Institute for Advanced Studies
Und wenn ich sowieso schon mal in den USA bin, dann will ich auch das IAS in Princeton sehen! Das ist “nur” eine normale Forschungseinrichtung und nicht mal eine öffentliche Universität und ich weiß nicht, ob es da ein großes touristisches Programm gibt. Aber dort hat Albert Einstein gelebt und gearbeitet und genau so wie man sich bei einem Besuch in Rom den Petersdom und den Trevi-Brunnen ansehen muss, muss man sich auch die Wirkungsstätte des größten Physikers aller Zeiten ansehen, wenn man eine wissenschaftliche Reise durch die Welt macht!

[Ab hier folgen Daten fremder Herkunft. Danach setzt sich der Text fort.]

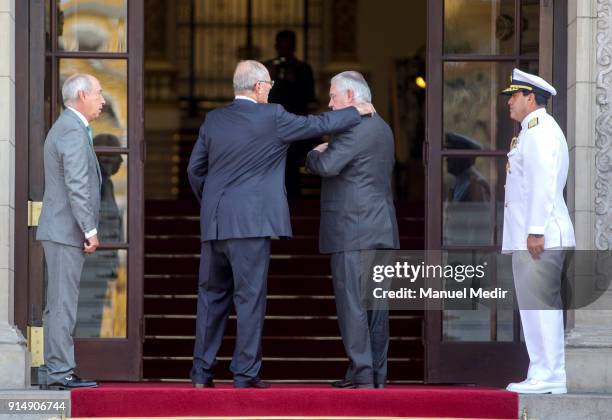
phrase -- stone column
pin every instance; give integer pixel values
(14, 357)
(589, 341)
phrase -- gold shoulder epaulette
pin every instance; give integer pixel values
(532, 123)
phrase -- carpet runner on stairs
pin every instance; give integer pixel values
(151, 400)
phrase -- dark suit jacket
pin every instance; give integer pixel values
(237, 167)
(357, 209)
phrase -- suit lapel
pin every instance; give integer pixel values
(72, 115)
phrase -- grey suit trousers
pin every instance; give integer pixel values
(365, 334)
(64, 265)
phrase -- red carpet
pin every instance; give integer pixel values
(172, 400)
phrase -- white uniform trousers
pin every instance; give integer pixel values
(538, 285)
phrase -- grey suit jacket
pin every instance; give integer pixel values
(71, 202)
(357, 210)
(237, 166)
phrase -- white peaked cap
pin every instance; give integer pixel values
(521, 80)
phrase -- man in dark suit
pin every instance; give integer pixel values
(357, 214)
(236, 171)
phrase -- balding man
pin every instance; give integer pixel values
(236, 171)
(357, 214)
(68, 222)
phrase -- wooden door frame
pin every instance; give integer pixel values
(489, 363)
(101, 358)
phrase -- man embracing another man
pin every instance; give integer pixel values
(236, 171)
(357, 214)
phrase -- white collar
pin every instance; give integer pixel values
(531, 115)
(81, 116)
(247, 98)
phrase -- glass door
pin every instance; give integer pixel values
(472, 48)
(103, 38)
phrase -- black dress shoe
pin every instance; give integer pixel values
(253, 383)
(72, 381)
(206, 384)
(343, 383)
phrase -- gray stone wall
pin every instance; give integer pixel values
(14, 359)
(589, 339)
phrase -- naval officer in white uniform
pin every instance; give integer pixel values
(537, 230)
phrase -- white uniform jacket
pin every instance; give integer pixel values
(536, 176)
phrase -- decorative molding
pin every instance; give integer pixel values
(603, 128)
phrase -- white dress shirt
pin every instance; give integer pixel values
(94, 231)
(246, 98)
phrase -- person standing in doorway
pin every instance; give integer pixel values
(357, 214)
(294, 89)
(68, 221)
(537, 230)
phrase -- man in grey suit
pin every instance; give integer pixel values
(357, 214)
(236, 171)
(68, 221)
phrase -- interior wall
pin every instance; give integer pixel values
(386, 30)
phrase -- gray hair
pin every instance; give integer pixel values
(353, 80)
(75, 84)
(247, 73)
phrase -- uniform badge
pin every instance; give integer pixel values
(532, 123)
(513, 144)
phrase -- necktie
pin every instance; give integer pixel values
(90, 134)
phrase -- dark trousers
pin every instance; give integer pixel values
(231, 270)
(365, 333)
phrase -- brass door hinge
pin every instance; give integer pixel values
(34, 209)
(36, 345)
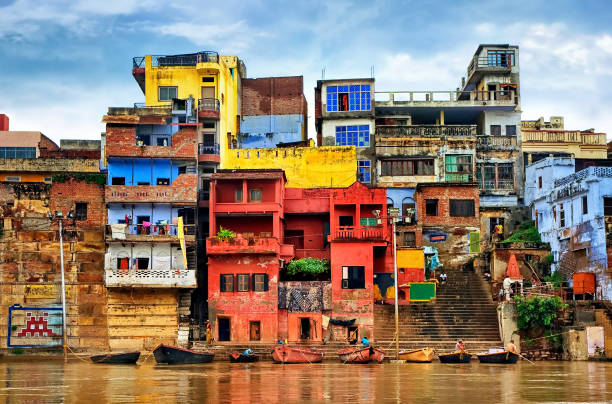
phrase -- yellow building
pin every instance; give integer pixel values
(305, 167)
(212, 81)
(542, 139)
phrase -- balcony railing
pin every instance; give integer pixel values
(163, 278)
(208, 104)
(348, 233)
(205, 148)
(496, 142)
(169, 230)
(425, 130)
(561, 136)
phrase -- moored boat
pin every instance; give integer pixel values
(455, 357)
(417, 355)
(172, 355)
(498, 357)
(287, 354)
(239, 357)
(123, 358)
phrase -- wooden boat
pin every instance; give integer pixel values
(287, 354)
(498, 357)
(455, 357)
(239, 357)
(417, 355)
(124, 358)
(172, 355)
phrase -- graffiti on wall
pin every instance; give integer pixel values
(34, 326)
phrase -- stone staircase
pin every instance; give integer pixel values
(463, 309)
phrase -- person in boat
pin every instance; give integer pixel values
(510, 347)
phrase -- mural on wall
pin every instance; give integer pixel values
(34, 326)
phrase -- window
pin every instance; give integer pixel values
(227, 283)
(431, 207)
(17, 152)
(254, 195)
(355, 135)
(353, 277)
(501, 58)
(345, 220)
(260, 282)
(459, 168)
(462, 208)
(142, 263)
(243, 282)
(407, 167)
(167, 93)
(363, 170)
(410, 239)
(80, 211)
(348, 98)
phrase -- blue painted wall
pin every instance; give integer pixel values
(266, 131)
(141, 170)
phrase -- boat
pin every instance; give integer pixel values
(239, 357)
(361, 355)
(287, 354)
(498, 357)
(455, 357)
(417, 355)
(123, 358)
(172, 355)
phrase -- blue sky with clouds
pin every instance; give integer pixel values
(63, 63)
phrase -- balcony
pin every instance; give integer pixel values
(391, 131)
(209, 153)
(242, 245)
(208, 108)
(153, 233)
(496, 143)
(439, 99)
(562, 136)
(361, 233)
(150, 278)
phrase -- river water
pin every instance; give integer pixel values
(53, 381)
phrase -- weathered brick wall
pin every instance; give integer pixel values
(273, 96)
(121, 142)
(30, 258)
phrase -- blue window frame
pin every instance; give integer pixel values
(353, 135)
(349, 98)
(363, 170)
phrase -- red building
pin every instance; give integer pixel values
(249, 300)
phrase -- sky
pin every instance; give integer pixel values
(64, 62)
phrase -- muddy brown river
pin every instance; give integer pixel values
(51, 381)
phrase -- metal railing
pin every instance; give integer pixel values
(208, 104)
(496, 142)
(359, 233)
(209, 148)
(150, 230)
(425, 130)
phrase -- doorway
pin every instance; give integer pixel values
(255, 330)
(304, 328)
(224, 329)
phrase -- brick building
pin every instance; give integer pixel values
(250, 297)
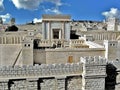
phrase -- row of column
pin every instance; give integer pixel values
(104, 36)
(48, 32)
(30, 84)
(11, 40)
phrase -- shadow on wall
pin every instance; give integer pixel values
(110, 80)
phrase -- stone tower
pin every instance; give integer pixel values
(12, 21)
(1, 21)
(111, 49)
(112, 24)
(27, 49)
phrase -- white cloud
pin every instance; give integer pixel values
(55, 10)
(114, 12)
(35, 20)
(5, 17)
(34, 4)
(1, 5)
(27, 4)
(56, 2)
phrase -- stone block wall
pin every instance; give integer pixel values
(94, 73)
(75, 76)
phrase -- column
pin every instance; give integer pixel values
(94, 73)
(4, 84)
(43, 30)
(63, 30)
(32, 84)
(49, 30)
(60, 83)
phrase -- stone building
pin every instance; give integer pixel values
(44, 57)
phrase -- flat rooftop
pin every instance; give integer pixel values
(59, 17)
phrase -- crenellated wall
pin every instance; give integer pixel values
(88, 74)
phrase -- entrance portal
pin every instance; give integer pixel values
(56, 33)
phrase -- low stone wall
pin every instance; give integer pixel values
(44, 70)
(89, 74)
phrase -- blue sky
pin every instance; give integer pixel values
(27, 10)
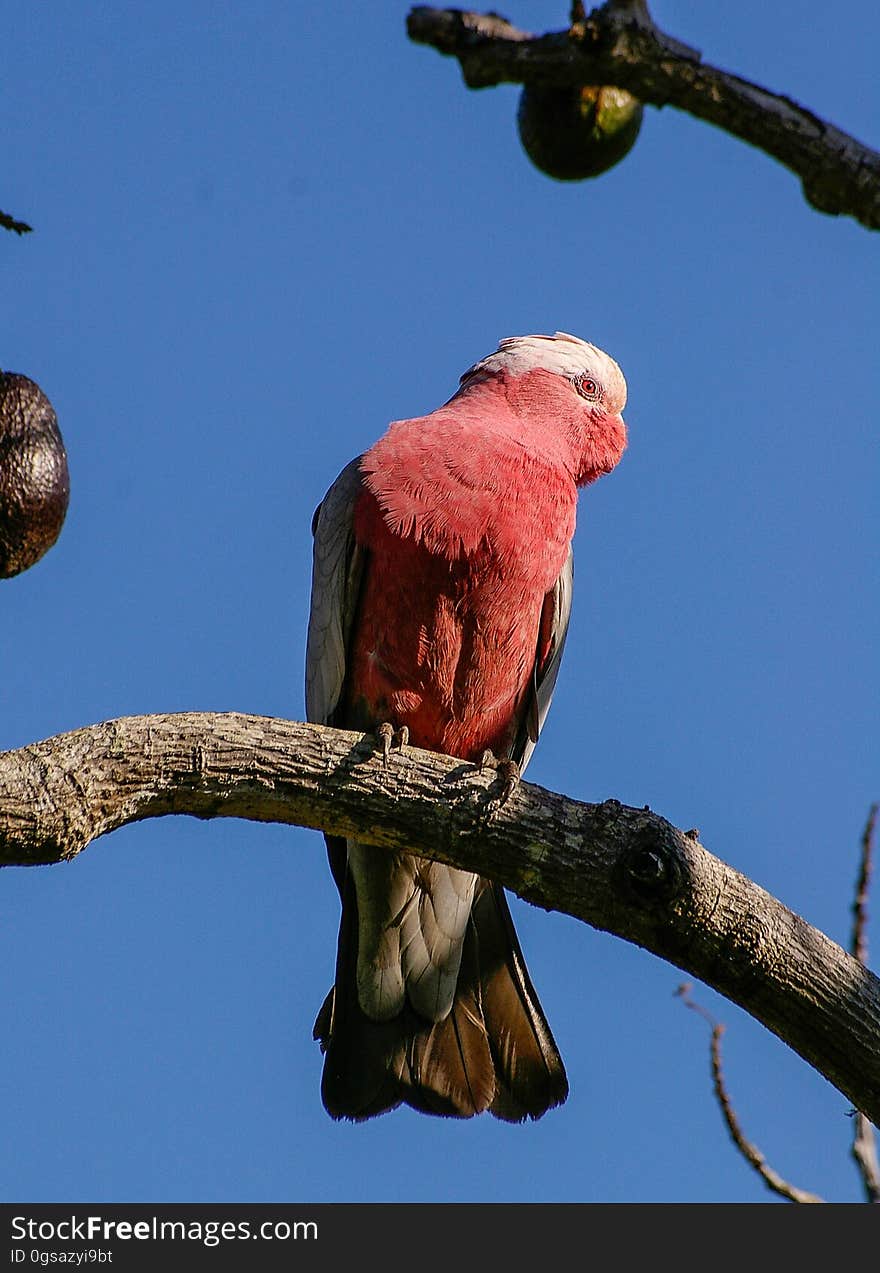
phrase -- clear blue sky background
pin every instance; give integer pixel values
(261, 232)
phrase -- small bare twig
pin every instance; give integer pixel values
(749, 1151)
(864, 1142)
(858, 946)
(9, 223)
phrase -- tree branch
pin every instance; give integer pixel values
(620, 870)
(619, 45)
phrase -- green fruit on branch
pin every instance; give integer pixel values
(576, 133)
(35, 485)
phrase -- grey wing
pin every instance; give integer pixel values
(552, 639)
(336, 572)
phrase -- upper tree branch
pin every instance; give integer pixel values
(622, 870)
(619, 45)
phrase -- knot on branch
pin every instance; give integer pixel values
(651, 870)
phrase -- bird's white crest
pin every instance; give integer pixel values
(562, 354)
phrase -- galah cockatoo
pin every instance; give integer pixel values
(441, 593)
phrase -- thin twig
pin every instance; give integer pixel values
(749, 1151)
(858, 946)
(9, 223)
(864, 1141)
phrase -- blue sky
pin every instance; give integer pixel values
(261, 232)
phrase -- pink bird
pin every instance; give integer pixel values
(441, 595)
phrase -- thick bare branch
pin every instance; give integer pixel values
(619, 45)
(622, 870)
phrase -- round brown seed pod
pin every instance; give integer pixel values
(35, 484)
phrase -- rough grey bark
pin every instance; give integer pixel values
(618, 43)
(622, 870)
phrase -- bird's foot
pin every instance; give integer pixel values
(507, 770)
(391, 737)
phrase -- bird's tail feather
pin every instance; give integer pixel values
(493, 1052)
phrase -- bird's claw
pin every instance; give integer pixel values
(390, 737)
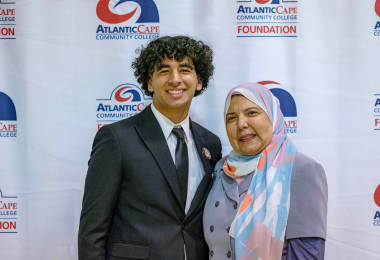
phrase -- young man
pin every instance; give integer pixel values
(149, 175)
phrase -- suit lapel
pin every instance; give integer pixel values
(202, 188)
(150, 132)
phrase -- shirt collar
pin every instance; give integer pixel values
(167, 125)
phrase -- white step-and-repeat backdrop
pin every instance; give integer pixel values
(65, 63)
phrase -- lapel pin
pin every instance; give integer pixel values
(206, 153)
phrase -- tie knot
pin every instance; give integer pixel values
(178, 132)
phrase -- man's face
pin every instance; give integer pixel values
(173, 85)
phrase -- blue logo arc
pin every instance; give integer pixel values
(136, 95)
(7, 108)
(149, 11)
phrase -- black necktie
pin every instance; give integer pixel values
(181, 163)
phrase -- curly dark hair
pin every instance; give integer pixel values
(178, 47)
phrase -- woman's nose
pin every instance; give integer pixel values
(242, 123)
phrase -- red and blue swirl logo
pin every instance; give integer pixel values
(149, 12)
(127, 93)
(274, 2)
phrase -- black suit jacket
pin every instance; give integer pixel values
(131, 204)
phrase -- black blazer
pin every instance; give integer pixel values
(131, 204)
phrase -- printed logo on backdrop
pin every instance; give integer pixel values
(7, 20)
(377, 11)
(8, 213)
(127, 20)
(376, 219)
(287, 106)
(376, 111)
(125, 101)
(8, 117)
(267, 18)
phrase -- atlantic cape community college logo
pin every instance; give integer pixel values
(287, 105)
(377, 11)
(7, 20)
(267, 18)
(376, 219)
(376, 111)
(125, 101)
(127, 20)
(8, 214)
(8, 117)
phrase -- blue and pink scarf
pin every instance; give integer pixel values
(259, 227)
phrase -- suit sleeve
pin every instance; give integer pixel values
(101, 192)
(308, 203)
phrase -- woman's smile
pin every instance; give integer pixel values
(247, 138)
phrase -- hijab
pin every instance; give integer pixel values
(260, 224)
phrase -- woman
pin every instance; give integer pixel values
(268, 201)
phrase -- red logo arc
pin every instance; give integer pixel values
(377, 7)
(118, 95)
(262, 1)
(104, 13)
(377, 196)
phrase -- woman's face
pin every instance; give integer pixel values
(248, 126)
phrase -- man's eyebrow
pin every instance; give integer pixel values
(231, 113)
(187, 65)
(161, 66)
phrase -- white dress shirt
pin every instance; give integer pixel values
(196, 171)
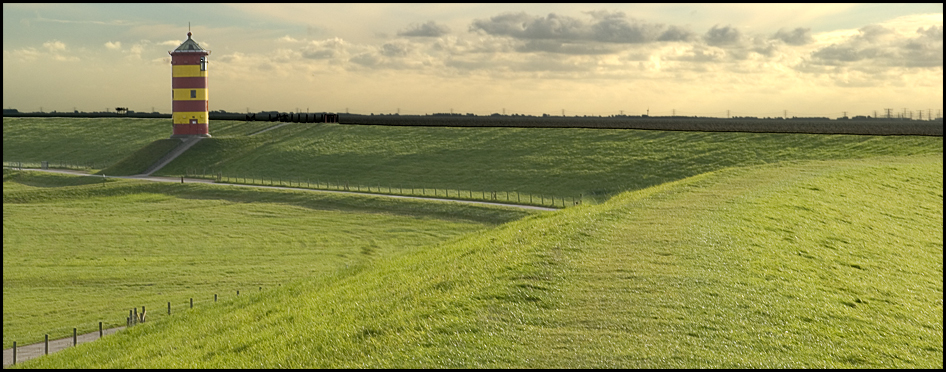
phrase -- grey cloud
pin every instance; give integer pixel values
(394, 50)
(675, 33)
(876, 49)
(723, 36)
(606, 27)
(429, 29)
(366, 59)
(616, 30)
(798, 36)
(551, 46)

Biologische Anstalt Helgoland
Aber da Fernreisen sowieso nicht in meinem Budget vorgesehen sind, suche ich mir lieber noch ein paar lokale Ziele. Die Biologische Anstalt Helgoland zum Beispiel. Das ist sowieso immer einen Besuch wert, aber dort dann auch noch über die Forschung auf der Hochseeinsel informiert zu werden, wäre noch interessanter. Ich konnte leider auf der Homepage nicht herausfinden, ob es da die Möglichkeit für einen Besuch gibt; wenn jemand Bescheid weiß, würde ich mich über Informationen freuen. Betrieben wird die Station vom Alfred-Wegener-Institut und wenn ich mir ansehe wo das AWI überall Forschungsstationen betreibt und das mit meiner bisherigen Reiseliste vergleiche, dann sollte ich wohl über einen Jobwechsel nachdenken… 😉
Was gibt es sonst noch?
Die bisherige Liste ist natürlich absolut unvollständig. Ich habe nur die Ziele aufgezählt, die mir schon länger im Kopf herumgespukt haben – aber es gibt überall auf der Welt noch sehr viel mehr interessante Wissenschaft zu erleben. Wo würdet ihr gerne mal hinreisen? Wenn ihr Tipps habt; selbst schon interessante Orte besucht habt oder vielleicht sogar in einer sehenswerten Forschungseinrichtung arbeitet und wisst was man tun muss, um dort mal vorbei kommen zu dürfen: Dann sagt bitte hier in den Kommentaren Bescheid!